Ses pensées et ses visions constituaient donc le fond de lui-même ; il n’en parla pas plus qu’on ne le fait de la nécessité des matériaux pour construire un édifice. Ce qui lui importait d’enseigner et de réaliser, c’était donc la forme artistique. Cela se conçoit facilement. Mais les matériaux, il les avait en sa possession, il les employait, car il observait et connaissait bien des choses.

Voilà ce que l’on a oublié. On l’a considéré comme un brillant rhéteur, un styliste, préoccupé seulement du son des phrases.

Mais jamais il n’avait eu l’idée absurde d’écrire pour ne rien dire, pour ne rien représenter, pour ne rien faire comprendre. Est-ce que les mots n’expriment pas des idées, des pensées et des images ?

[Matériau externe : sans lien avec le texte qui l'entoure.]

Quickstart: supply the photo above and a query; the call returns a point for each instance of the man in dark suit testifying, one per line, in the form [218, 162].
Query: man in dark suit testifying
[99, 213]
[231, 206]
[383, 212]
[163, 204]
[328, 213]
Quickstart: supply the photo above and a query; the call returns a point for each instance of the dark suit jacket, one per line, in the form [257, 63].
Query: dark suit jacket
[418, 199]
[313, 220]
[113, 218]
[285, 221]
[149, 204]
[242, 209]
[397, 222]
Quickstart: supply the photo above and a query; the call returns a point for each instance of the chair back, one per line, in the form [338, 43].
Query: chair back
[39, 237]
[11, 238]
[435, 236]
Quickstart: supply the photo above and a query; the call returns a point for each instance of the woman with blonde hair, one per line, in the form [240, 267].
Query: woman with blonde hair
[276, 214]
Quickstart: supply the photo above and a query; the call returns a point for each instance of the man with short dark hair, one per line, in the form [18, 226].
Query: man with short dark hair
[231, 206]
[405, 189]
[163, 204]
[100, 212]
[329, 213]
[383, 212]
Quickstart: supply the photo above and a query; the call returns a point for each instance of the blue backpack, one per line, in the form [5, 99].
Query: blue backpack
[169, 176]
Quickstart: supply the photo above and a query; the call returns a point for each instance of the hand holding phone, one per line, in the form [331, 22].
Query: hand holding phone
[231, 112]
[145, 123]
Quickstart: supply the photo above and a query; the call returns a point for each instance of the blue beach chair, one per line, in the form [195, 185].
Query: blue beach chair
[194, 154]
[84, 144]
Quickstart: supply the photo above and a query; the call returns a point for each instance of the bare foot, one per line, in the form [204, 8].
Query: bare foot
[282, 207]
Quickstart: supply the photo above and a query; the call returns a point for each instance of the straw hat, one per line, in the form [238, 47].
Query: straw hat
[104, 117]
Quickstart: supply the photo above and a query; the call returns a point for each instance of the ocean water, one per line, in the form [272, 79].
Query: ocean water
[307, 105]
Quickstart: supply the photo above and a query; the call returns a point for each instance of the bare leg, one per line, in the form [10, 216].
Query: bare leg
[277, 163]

Son « art-pour-l’art » signifiait un art dégagé de toute considération autre que l’artistique, telle que la morale et la sociologie. Beaucoup d’écrivains superficiels ont compris qu’il s’agissait de l’absolutisme de la forme. Ils ont écrit pour ne rien dire et Dieu sait quel avenir leur est réservé ; ils voudraient réduire la littérature à une musique bien inutile, faisant double emploi et d’une évidente infériorité. Qu’ils remarquent bien que si, malgré leur défaut de pensée, ils peuvent écrire, c’est parce qu’ils exploitent les créateurs : ce sont des parasites, uniquement capables de déplacer des mots et d’arranger des phrases ; ce sont de simples mercuriens, dont Flaubert n’a probablement pas pressenti l’apparition, parce qu’à son époque, là n’était pas le danger. Dans quelle rage, il entrerait s’il savait l’abus qu’on a fait de sa doctrine, bien que ce soit l’histoire de tous les réformateurs.

Néanmoins, il ne faut pas croire qu’il suffit d’avoir une idée pour composer une œuvre d’art. La mode revient aux romans et aux pièces à thèse sociale. Il n’est pas impossible que quelques-uns de ces ouvrages soient esthétiques, mais cela ne l’implique pas nécessairement ; il n’y a pas de genres et de sujets bons et mauvais, mais des auteurs. Il faut écrire ce pour quoi on se sent destiné et inspiré ; néanmoins se mettre en garde contre tout ce qui peut tirer son succès d’éléments étrangers à l’art d’écrire, défini par Boileau, Buffon et Flaubert. Les considérations politiques, morales et sociales sont bien tentantes et insidieuses. Il ne suffit pas de discuter sur le mariage, le divorce, l’adultère, la maternité, la pathologie, la puériculture pour composer une bonne pièce. On peut faire ainsi une œuvre utile ; elle n’est pas nécessairement belle. Beaucoup d’ouvrages artistiques ne sont jugés que par les passions politiques qu’elles excitent et rien de plus étonnant que l’Ennemi du peuple applaudi par les socialistes ! Il y a beaucoup d’autres exemples de ce malentendu.

Je crois qu’il était bon de dire ces choses, car notre littérature, si bien reconstituée par Flaubert, subit deux assauts opposés : le premier, qu’il a sans doute provoqué parce qu’il n’en a pas vu le péril, vient de ces sortes de dandys du style, dépourvus d’idées et de sentiments ; l’autre est celui contre lequel il a lutté toute sa vie, parce qu’il voulait l’art absolu, libéré des principes étrangers aux siens et se suffisant à lui-même, comme le sont la science et la philosophie de nos jours.

Une nouvelle lecture de toutes les œuvres de Flaubert sera la meilleure démonstration de ce que j’avance.

 

(1) Aujourd’hui, nous disons flaubertiste.

(2) Il est possible qu’il s’agisse de Hugues Delorme, qui fut journaliste à Rouen, avant de l’être à Paris et qui publia de nombreux bout-rimés, à la manière de Franc-Nohain.

(3) Le Dr Maridort est demeuré célibataire, voulant conserver le souvenir d’une jeune fille, à qui il était fiancé, et qui mourut au cours d’une épidémie d’influenza.